We need to get away, too, from the idea that every student must go to college. Higher education is a fantastic path, but it’s not today’s HS graduates’ only one. Our students are falling behing their peers in other countries and it’s showing up in some startling places. I spend a lot of time programming and learning about it online. It was a heavy realization, years ago, that the vast majority of truly innovative coding creations are coming from overseas; not America. If you examine the nationality of the programmers on a site such as phpclasses.org, you’ll find that most are not American. WordPress theme creators? Mostly overseas. While these examples aren’t necessarily representative of all aspects, it brings some sobering realizations into stark focus: Our kids will increasingly have trouble competing in a global marketplace.
So my bold school looks like Stacey’s.
- It’s cross-curricular. It’s widely known that music teachers can help teach students math. There are so many ways that a cross-curricular approach can improve schools, it’s hardly worth noting here.
- It’s multi-path. By “multi-path,” I mean that there’s no one linear approach through the material. Today’s schools don’t differ significantly from a factory in that the processes that exist today are linear and regimented. A multi-path school is free to devise the appropriate processes to guide students along.
- It’s interest-driven. When I need to learn a new skill, I give myself a project in which to learn the skills. That’s how I learned to program years ago and it’s how I learned web design. It’s how most of us learn. Why not apply it to schools? Yes, project-based learning has been around for a long time.
- It’s mastery-based. Students learn at different speeds. We need to move beyond the notion that all students in the same grade have to be the same age.

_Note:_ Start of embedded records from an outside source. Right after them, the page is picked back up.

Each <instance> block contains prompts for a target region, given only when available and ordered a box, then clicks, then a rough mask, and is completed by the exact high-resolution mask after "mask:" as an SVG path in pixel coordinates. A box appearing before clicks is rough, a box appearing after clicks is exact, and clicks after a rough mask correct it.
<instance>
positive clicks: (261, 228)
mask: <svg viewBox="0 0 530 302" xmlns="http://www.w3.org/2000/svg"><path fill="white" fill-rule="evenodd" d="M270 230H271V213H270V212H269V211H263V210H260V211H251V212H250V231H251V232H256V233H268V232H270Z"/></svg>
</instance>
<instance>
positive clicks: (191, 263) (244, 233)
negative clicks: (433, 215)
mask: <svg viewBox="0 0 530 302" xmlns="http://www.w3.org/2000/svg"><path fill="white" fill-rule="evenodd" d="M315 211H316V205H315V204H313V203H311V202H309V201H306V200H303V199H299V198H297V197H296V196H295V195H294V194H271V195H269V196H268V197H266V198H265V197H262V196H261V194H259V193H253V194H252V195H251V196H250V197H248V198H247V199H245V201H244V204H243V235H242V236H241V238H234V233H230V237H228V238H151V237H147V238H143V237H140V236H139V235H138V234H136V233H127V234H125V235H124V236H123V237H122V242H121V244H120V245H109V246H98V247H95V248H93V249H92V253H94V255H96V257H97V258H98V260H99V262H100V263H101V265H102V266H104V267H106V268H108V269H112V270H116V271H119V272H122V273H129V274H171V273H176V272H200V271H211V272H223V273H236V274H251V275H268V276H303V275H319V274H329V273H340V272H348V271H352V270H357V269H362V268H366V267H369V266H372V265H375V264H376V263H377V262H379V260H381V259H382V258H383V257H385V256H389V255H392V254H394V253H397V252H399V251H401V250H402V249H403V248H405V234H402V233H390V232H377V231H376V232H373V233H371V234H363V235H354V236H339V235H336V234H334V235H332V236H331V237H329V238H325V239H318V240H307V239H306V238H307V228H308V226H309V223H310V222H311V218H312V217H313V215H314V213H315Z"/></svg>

Sure, there are socialization factors involved, but I’d argue that the collaborative processes in place at a bold school would nullify most of the negative impacts of differing ages in the same classroom. If a student is moving along at a level justifying it, why not adjust the curriculum to the student instead of holding him or her back?

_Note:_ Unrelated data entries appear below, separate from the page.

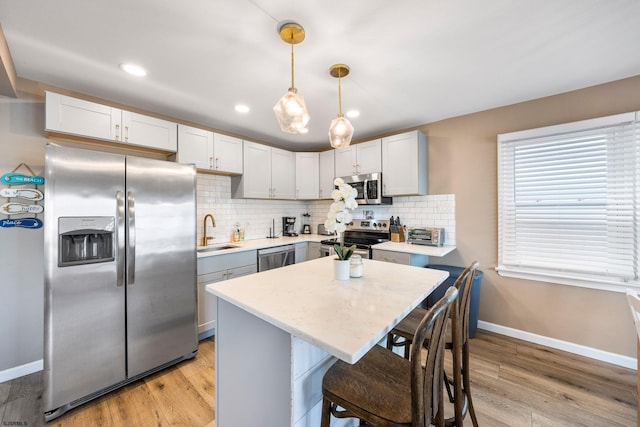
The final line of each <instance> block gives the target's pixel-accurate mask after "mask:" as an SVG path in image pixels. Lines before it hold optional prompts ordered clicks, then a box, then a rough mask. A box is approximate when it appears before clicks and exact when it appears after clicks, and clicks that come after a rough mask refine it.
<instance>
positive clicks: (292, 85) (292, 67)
mask: <svg viewBox="0 0 640 427" xmlns="http://www.w3.org/2000/svg"><path fill="white" fill-rule="evenodd" d="M293 75H294V74H293V33H291V89H294V90H295V88H296V85H295V84H294V78H293Z"/></svg>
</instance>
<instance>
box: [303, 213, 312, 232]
mask: <svg viewBox="0 0 640 427" xmlns="http://www.w3.org/2000/svg"><path fill="white" fill-rule="evenodd" d="M310 220H311V215H309V214H308V213H304V214H302V232H301V233H302V234H311V224H310V223H309V222H310Z"/></svg>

- It’s technology-infused. I ask adult educators all the time: “When you need an answer, how do you find it?” Almost without exception, the answer is “I Google it.” Let’s face it, if the answer to a test question is to be found by a web search, then kids don’t need to memorize it. You might question the role of technology in your own life, but it will be an immutable fact of your children’s lives. The bold school will have a rich set of online resources, activities and mechanisms to support a 24/7 culture of learning. Digital textbooks and online educational environments are already here but they will need to become an integral part of the educational process, not just an afterthought.
You might notice that I’ve not said a lot about assessment. I assure you, it’s taken a significant amount of self-control to get to this point! Say what you will about assessments (and I have plenty to say on the subject!), a product of the bold school I describe above will handle any standardized assessment you throw at them with ease.
I wish we were closer to being able to implement bold school thinking in America. We’re not. As long as legislators who have never been in a school since they graduated continue to shackle them with burdensome rules and lawyers attack every innovative initiative, we are doomed to continue our downward spiral.
Stacey’s gifted program? That awesome program that gave her and her classmates an incredible jumpstart into the world they now inhabit? It was cancelled the following year because of parental complaints about elitism and equity. What a sad commentary about what we as Americans desire for our children.
We owe it to them to do better and it’s going to take bold thinking and bold leadership.